Dave Winfield – Vanguard
Adopting a shift left approach to testing can generally be seen as a good approach to dedicating the entire organization to quality of products produced, but does taking testers out of the equation completely run the risk of missing key points in testing? As developers take on more responsibility for testing, what training are they getting to ensure the risk is minimized, how do the approach analysis of the application and is there enough separation between them and the product they are building? What happens to the professional tester when an organization pushes all testing responsibility to the developers?
What does an organization lose by eliminating the professional tester?
The advantage to shift left is that quality, becomes the responsibility of the Product Owner and the Development team preventing the shift right, excuse driven approach that somehow testing was responsible for the quality of the product build by the development team. This elimination of the quality gate forces developers to take full responsibility for the completed product. It means that when the sprint is complete the work is complete, no more waiting for testers to finish finding bugs; no more going onto new work.

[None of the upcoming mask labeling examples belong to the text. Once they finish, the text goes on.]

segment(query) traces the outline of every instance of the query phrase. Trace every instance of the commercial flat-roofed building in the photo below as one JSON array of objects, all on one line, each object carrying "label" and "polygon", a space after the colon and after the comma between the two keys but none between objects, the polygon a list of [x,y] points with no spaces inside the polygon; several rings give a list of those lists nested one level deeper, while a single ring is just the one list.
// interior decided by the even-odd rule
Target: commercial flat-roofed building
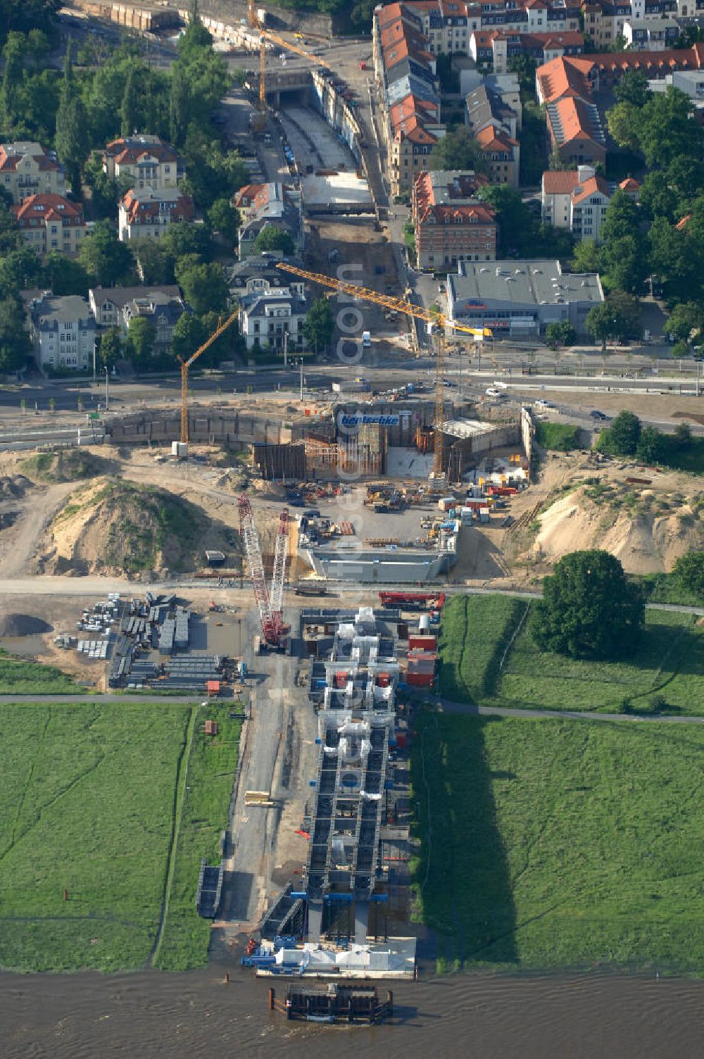
[{"label": "commercial flat-roofed building", "polygon": [[586,313],[603,301],[597,273],[563,273],[559,261],[459,262],[447,294],[449,320],[498,337],[537,336],[561,321],[583,334]]}]

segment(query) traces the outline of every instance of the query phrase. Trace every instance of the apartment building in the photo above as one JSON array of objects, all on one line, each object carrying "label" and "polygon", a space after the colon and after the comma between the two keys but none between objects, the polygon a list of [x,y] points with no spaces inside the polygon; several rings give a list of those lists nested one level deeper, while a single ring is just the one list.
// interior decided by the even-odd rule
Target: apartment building
[{"label": "apartment building", "polygon": [[154,354],[169,353],[174,327],[191,309],[175,285],[152,287],[92,287],[91,312],[101,327],[119,327],[127,335],[130,320],[144,317],[155,326]]},{"label": "apartment building", "polygon": [[176,187],[178,158],[174,148],[158,136],[121,137],[103,151],[103,170],[112,178],[126,178],[134,191]]},{"label": "apartment building", "polygon": [[519,185],[521,113],[520,98],[509,106],[495,79],[465,100],[465,124],[482,148],[493,183]]},{"label": "apartment building", "polygon": [[66,169],[56,151],[33,141],[0,143],[0,187],[15,205],[33,195],[66,195]]},{"label": "apartment building", "polygon": [[[240,189],[235,204],[242,197],[245,222],[237,231],[237,253],[240,262],[257,253],[254,244],[267,226],[277,228],[291,237],[294,252],[303,247],[303,229],[300,196],[286,184],[272,181],[267,184],[249,184]],[[248,205],[245,203],[248,202]]]},{"label": "apartment building", "polygon": [[418,268],[445,270],[461,261],[493,261],[497,222],[477,196],[487,178],[440,169],[416,177],[411,195]]},{"label": "apartment building", "polygon": [[542,219],[554,228],[567,229],[577,239],[598,243],[611,196],[611,184],[591,165],[550,169],[542,177]]},{"label": "apartment building", "polygon": [[157,239],[170,225],[193,220],[194,214],[193,199],[177,187],[132,187],[118,208],[119,237],[122,243]]},{"label": "apartment building", "polygon": [[86,237],[83,205],[53,193],[31,195],[11,212],[31,247],[41,256],[55,250],[75,254]]},{"label": "apartment building", "polygon": [[[491,55],[488,61],[491,62],[493,72],[498,74],[506,73],[509,61],[517,55],[527,55],[542,66],[563,55],[581,55],[584,51],[584,37],[574,30],[564,33],[497,31],[489,36]],[[471,48],[470,54],[472,54]]]},{"label": "apartment building", "polygon": [[631,51],[664,52],[676,48],[680,39],[680,23],[673,18],[657,21],[646,18],[629,18],[624,22],[624,38]]},{"label": "apartment building", "polygon": [[95,321],[85,298],[46,293],[28,305],[35,359],[41,372],[92,367]]},{"label": "apartment building", "polygon": [[290,287],[265,288],[245,294],[239,303],[239,333],[248,349],[303,348],[306,303]]}]

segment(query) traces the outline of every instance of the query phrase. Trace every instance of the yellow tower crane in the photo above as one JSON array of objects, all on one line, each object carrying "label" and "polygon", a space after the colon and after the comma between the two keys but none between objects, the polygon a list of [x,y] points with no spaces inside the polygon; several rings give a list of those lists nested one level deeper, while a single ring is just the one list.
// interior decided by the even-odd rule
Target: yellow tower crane
[{"label": "yellow tower crane", "polygon": [[481,339],[484,339],[485,337],[491,338],[491,329],[489,327],[467,327],[465,324],[458,324],[453,320],[448,320],[447,317],[439,310],[431,312],[430,309],[425,309],[420,305],[413,305],[412,302],[407,302],[401,298],[394,298],[391,294],[380,294],[376,290],[369,290],[367,287],[360,287],[356,283],[346,283],[344,280],[332,280],[329,275],[324,275],[318,272],[307,272],[305,269],[296,268],[295,265],[289,265],[286,262],[279,262],[276,265],[276,268],[283,269],[285,272],[293,272],[294,275],[300,275],[303,280],[308,280],[310,283],[319,283],[322,287],[329,287],[331,290],[339,290],[344,294],[350,294],[353,298],[361,298],[364,302],[373,302],[375,305],[383,305],[386,309],[395,309],[397,312],[405,313],[407,317],[415,317],[417,320],[425,320],[427,323],[433,325],[433,333],[437,339],[437,355],[435,360],[435,407],[433,410],[433,428],[435,430],[433,474],[436,478],[440,478],[444,474],[443,428],[445,426],[446,328],[450,327],[452,330],[462,331],[464,335],[472,335],[474,338]]},{"label": "yellow tower crane", "polygon": [[267,30],[259,18],[255,0],[249,0],[247,8],[247,21],[252,30],[256,30],[259,34],[259,114],[260,121],[264,121],[264,114],[267,110],[267,41],[270,40],[272,44],[278,44],[279,48],[285,48],[289,52],[295,52],[296,55],[301,55],[304,59],[308,59],[313,66],[320,66],[327,68],[327,62],[324,59],[319,58],[317,55],[311,55],[310,52],[305,51],[303,48],[299,48],[297,44],[291,44],[284,37],[279,37],[278,34],[272,33],[271,30]]},{"label": "yellow tower crane", "polygon": [[181,441],[184,445],[188,444],[188,369],[195,360],[198,360],[205,349],[209,349],[213,342],[222,335],[223,331],[228,329],[231,323],[237,319],[238,309],[235,310],[232,316],[228,317],[224,323],[218,323],[210,338],[205,339],[203,344],[192,354],[187,360],[183,360],[182,357],[178,358],[179,364],[181,365]]}]

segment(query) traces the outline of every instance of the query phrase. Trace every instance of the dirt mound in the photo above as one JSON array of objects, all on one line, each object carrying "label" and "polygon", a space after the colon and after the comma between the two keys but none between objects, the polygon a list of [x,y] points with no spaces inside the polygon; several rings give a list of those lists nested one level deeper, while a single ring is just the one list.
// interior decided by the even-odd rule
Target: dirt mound
[{"label": "dirt mound", "polygon": [[0,478],[0,500],[10,500],[11,497],[23,497],[32,483],[24,474],[14,474]]},{"label": "dirt mound", "polygon": [[570,552],[601,548],[632,574],[670,571],[681,555],[704,543],[696,504],[616,483],[580,486],[552,504],[538,522],[535,554],[556,562]]},{"label": "dirt mound", "polygon": [[42,622],[40,617],[30,614],[3,614],[0,617],[0,636],[32,636],[42,632],[51,632],[53,626]]},{"label": "dirt mound", "polygon": [[235,561],[239,538],[167,489],[101,478],[68,497],[49,527],[38,572],[181,573],[203,567],[205,549]]}]

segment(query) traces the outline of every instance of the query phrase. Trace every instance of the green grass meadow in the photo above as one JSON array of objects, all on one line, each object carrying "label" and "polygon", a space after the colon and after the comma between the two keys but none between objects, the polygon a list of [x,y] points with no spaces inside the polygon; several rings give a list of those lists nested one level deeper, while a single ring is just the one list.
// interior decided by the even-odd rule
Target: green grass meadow
[{"label": "green grass meadow", "polygon": [[0,695],[75,695],[84,690],[56,666],[0,650]]},{"label": "green grass meadow", "polygon": [[704,729],[416,719],[417,917],[438,968],[704,968]]},{"label": "green grass meadow", "polygon": [[[146,966],[169,882],[160,966],[203,964],[207,925],[194,925],[198,865],[200,856],[217,855],[238,730],[211,755],[213,748],[201,746],[205,716],[196,716],[198,708],[0,707],[0,967]],[[220,775],[227,769],[229,780]],[[187,787],[193,795],[181,801]]]},{"label": "green grass meadow", "polygon": [[[204,967],[211,926],[194,903],[200,862],[220,859],[220,836],[228,823],[228,808],[241,721],[229,717],[232,705],[209,703],[198,712],[188,756],[185,789],[176,842],[174,877],[162,944],[155,964],[169,971]],[[217,736],[205,736],[203,721],[216,720]]]},{"label": "green grass meadow", "polygon": [[[647,610],[636,653],[590,662],[541,652],[527,603],[508,596],[455,596],[438,643],[441,694],[480,705],[619,712],[662,696],[671,713],[704,715],[704,627],[692,614]],[[516,635],[515,635],[516,634]],[[515,639],[511,641],[511,638]]]}]

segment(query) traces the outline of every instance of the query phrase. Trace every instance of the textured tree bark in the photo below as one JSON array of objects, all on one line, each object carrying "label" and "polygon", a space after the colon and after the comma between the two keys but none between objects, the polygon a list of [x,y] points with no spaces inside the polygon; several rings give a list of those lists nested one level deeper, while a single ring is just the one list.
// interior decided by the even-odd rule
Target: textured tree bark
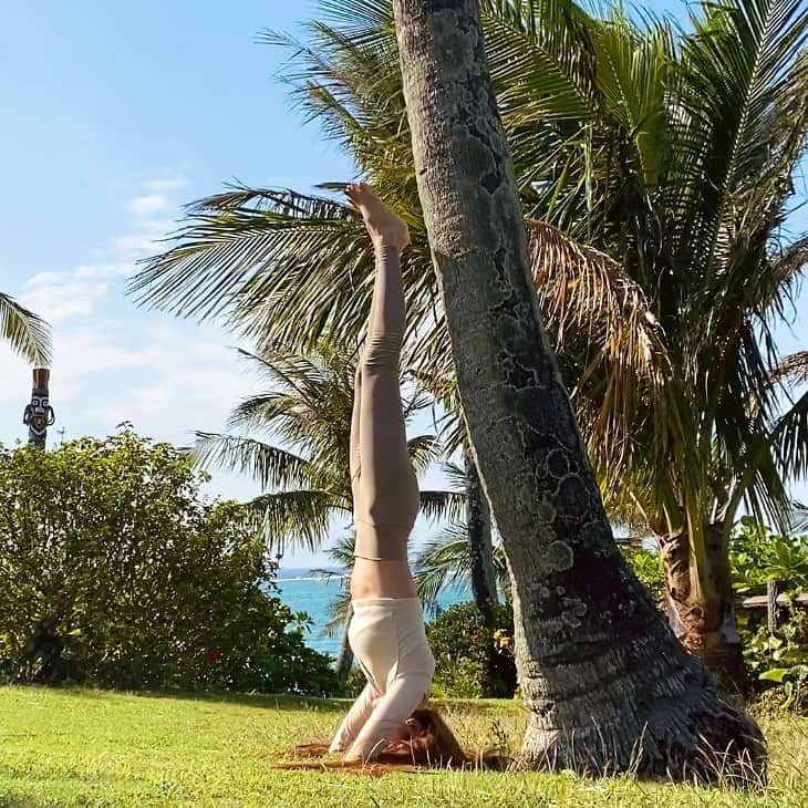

But can the testing mindset be integrated into the development? Professional testers are trained to look skeptically at the product, to analyze the requirements for missing connections and the product for ill fitting and unusable interfaces. The analysis of the software has always seemed to be a place for the professional tester but can the developer take on that role too?
This paper will explore the implementation of a fully immersed Shift Left environment and try to answer the questions posed above: will shift left remove the need for the professional tester?